SangokuCar ce genre de manga concilie les deux approches de la temporalité que j’ai évoqué en début d’article : on ressent d’une façon ou d’une autre le passage du temps (pour rappel, Dragon Ball commence alors que Sangoku et enfant et s’achève alors qu’il est grand-père par exemple), et la durée de parution s’étalant sur des années, les lecteurs vieillissent également, et sont donc accompagnés par ces personnages durant leur évolution.

Et quand on y pense, alors que dans les cycles romanesques on a un volume par an, ou tous les deux ou trois ans, dans les meilleurs cas, le fait d’avoir environ tous les deux mois un volume d’un shonen qu’on suit est quand même quelque chose de très spécifique à ce type de littérature, qui contribue à développer un rapport très profond à ce genre d’œuvre.

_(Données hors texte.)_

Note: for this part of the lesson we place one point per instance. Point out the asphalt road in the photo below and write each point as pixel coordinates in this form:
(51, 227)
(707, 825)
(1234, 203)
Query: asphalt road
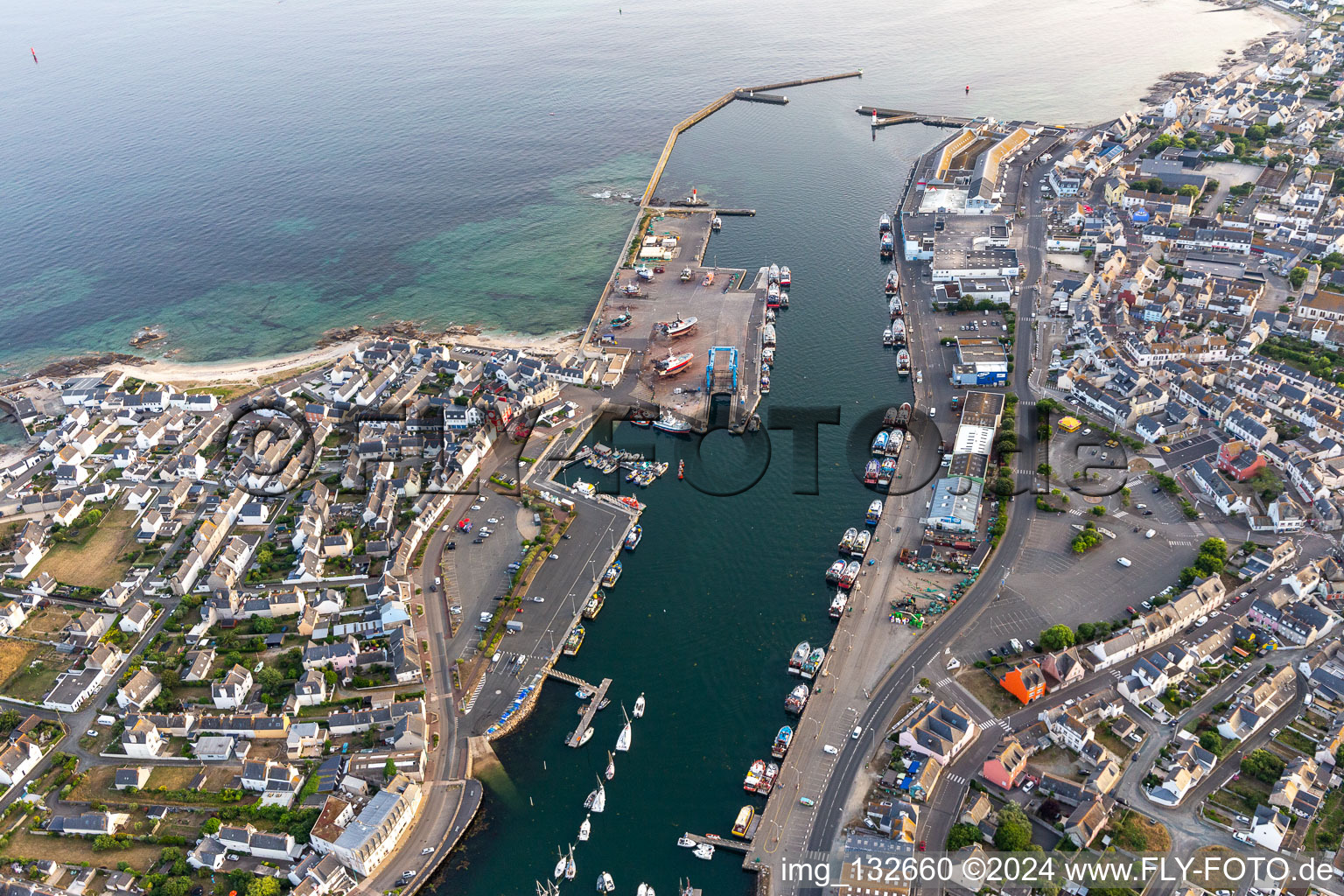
(830, 813)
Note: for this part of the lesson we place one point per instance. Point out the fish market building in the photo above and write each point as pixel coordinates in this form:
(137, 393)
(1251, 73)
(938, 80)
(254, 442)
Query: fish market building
(956, 504)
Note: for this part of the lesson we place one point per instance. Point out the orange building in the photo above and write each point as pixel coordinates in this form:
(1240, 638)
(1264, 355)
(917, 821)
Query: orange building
(1025, 682)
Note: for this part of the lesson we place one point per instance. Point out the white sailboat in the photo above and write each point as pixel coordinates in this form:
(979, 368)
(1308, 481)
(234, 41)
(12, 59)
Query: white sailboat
(597, 800)
(622, 743)
(559, 865)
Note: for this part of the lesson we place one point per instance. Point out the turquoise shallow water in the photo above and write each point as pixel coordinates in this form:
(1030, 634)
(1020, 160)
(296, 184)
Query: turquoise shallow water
(248, 175)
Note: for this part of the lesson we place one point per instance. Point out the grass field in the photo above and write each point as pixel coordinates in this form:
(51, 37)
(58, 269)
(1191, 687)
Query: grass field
(46, 624)
(95, 564)
(73, 850)
(32, 684)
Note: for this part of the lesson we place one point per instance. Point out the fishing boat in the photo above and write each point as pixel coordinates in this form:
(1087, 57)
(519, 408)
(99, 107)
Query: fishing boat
(800, 655)
(834, 571)
(680, 326)
(674, 364)
(669, 422)
(597, 800)
(622, 740)
(874, 514)
(754, 774)
(781, 742)
(594, 605)
(744, 823)
(837, 605)
(772, 774)
(814, 665)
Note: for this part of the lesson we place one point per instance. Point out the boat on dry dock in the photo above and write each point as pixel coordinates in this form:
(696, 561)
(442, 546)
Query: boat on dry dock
(837, 605)
(781, 742)
(874, 514)
(814, 665)
(800, 655)
(835, 571)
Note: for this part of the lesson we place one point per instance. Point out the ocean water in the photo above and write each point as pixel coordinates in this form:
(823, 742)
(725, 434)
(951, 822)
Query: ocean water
(248, 175)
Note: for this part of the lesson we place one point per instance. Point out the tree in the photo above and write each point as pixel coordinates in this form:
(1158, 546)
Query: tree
(962, 835)
(1057, 639)
(1013, 833)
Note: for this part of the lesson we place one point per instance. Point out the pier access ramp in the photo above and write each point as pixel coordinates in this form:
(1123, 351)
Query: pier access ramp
(721, 376)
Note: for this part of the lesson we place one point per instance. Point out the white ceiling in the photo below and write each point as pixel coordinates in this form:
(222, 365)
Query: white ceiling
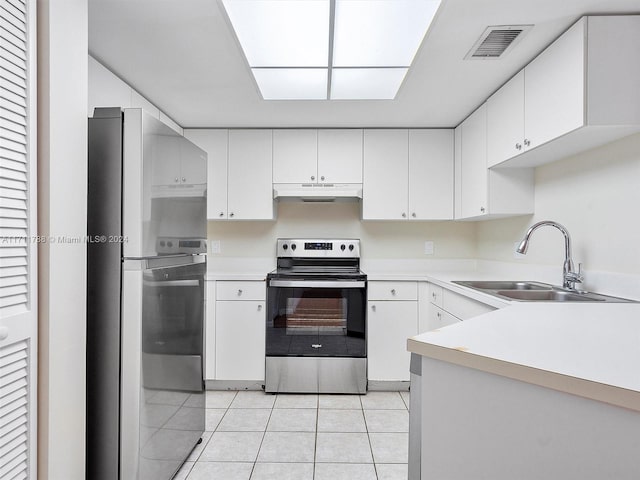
(183, 56)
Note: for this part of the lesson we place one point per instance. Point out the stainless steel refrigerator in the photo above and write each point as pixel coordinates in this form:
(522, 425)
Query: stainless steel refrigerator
(146, 263)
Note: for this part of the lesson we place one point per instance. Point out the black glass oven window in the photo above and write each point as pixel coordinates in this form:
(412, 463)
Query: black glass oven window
(316, 322)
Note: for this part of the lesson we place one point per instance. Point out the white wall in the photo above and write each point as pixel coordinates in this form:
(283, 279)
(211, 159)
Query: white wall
(108, 90)
(62, 184)
(380, 240)
(596, 195)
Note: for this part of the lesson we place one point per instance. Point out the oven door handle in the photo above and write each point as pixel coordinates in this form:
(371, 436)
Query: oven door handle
(173, 283)
(317, 284)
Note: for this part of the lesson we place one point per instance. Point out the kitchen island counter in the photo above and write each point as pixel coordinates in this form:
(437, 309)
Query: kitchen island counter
(588, 349)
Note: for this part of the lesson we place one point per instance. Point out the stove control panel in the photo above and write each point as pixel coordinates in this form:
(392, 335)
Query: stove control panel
(318, 248)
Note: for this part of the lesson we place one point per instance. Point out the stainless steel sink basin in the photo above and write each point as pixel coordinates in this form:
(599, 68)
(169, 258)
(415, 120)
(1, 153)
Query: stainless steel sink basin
(549, 296)
(504, 285)
(527, 291)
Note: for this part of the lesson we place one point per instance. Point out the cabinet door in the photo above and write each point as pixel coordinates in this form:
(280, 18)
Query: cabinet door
(473, 160)
(295, 156)
(193, 164)
(250, 195)
(340, 156)
(430, 174)
(389, 326)
(554, 88)
(166, 160)
(240, 340)
(386, 169)
(505, 121)
(214, 142)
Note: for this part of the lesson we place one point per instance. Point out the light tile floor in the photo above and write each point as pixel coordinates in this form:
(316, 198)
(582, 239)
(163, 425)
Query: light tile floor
(257, 436)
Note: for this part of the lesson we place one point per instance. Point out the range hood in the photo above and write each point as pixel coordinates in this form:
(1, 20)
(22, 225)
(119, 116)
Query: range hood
(318, 192)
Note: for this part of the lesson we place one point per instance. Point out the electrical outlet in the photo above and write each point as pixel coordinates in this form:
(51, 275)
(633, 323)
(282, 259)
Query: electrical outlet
(428, 247)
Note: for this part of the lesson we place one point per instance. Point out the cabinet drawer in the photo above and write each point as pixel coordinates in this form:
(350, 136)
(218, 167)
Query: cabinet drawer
(393, 291)
(463, 307)
(439, 318)
(435, 294)
(240, 290)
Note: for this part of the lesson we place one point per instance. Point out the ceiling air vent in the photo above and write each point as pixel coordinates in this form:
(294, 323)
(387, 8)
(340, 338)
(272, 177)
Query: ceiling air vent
(495, 41)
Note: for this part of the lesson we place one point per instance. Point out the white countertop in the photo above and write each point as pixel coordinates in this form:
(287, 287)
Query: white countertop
(591, 350)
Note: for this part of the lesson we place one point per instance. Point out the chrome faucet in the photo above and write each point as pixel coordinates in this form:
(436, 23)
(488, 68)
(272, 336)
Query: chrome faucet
(569, 277)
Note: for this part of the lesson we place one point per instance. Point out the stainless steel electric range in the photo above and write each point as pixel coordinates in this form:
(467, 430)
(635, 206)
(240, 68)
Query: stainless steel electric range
(316, 332)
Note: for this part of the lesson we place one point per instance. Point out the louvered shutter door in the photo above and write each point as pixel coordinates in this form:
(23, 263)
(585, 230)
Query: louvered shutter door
(18, 320)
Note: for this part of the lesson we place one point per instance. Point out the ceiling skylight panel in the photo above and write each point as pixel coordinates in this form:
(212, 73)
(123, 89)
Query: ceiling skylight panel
(282, 33)
(292, 83)
(380, 33)
(366, 83)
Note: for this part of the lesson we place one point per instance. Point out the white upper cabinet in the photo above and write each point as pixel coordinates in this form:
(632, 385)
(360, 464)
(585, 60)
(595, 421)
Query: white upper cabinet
(581, 92)
(431, 174)
(505, 121)
(317, 156)
(295, 156)
(214, 142)
(250, 192)
(177, 162)
(408, 174)
(386, 170)
(486, 193)
(340, 156)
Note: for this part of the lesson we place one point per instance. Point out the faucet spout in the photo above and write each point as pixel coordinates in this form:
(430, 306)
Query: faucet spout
(569, 276)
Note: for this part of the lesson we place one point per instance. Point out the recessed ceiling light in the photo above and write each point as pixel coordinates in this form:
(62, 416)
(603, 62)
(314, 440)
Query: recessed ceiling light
(292, 83)
(308, 41)
(366, 83)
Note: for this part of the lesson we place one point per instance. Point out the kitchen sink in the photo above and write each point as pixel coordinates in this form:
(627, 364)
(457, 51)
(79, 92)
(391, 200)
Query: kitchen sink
(527, 291)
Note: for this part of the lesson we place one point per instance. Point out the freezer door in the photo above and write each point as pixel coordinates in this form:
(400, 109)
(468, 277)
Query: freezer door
(163, 404)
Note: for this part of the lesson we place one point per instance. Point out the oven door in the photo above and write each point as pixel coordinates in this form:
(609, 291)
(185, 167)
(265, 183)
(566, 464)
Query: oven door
(316, 318)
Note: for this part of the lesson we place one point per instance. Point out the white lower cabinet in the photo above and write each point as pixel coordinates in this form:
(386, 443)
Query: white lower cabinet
(239, 331)
(390, 323)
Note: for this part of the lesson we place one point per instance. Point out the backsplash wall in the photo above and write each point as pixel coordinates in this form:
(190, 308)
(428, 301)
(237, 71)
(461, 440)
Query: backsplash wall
(596, 195)
(380, 240)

Surtout quand elle dure aussi longtemps que les 15 ans de Naruto ou les plus de 20 ans de One Piece (ou la dizaine d’années environ de pas mal de séries à succès). De ce fait, j’ai eu envie de me questionner sur la façon dont la temporalité était travaillée dans ce type de mangas, en essayant de dégager des éléments récurrents mais également des choses assez spécifiques.

Par contre, je précise que si je me focalise sur le shonen, je ne vais pas aborder que le nekketsu. Car je vais notamment aborder deux séries traitant de la question de la temporalité de façon très pertinente selon moi, alors qu’elles ne sont pas des nekketsu (ou en tout cas pas des mangas de grosse bagarre). Mais commençons par le commencement.

La structure classique de l’enfant qui va devenir un grand

C’est une évidence mais je suis bien obligé de le rappeler quand même, le héros « classique » de shonen (et pas que nekketsu), c’est en général un enfant, au plus vieux un adolescent, qui va apprendre des choses au fil du récit. C’est exactement la même chose que dans le roman d’apprentissage, il s’agit de grandir en se confrontant à la complexité du monde. La différence dans un nekketsu par rapport au reste du shonen c’est qu’on se confronte au monde en pétant la gueule des autres, mais dans l’idée c’est la même chose.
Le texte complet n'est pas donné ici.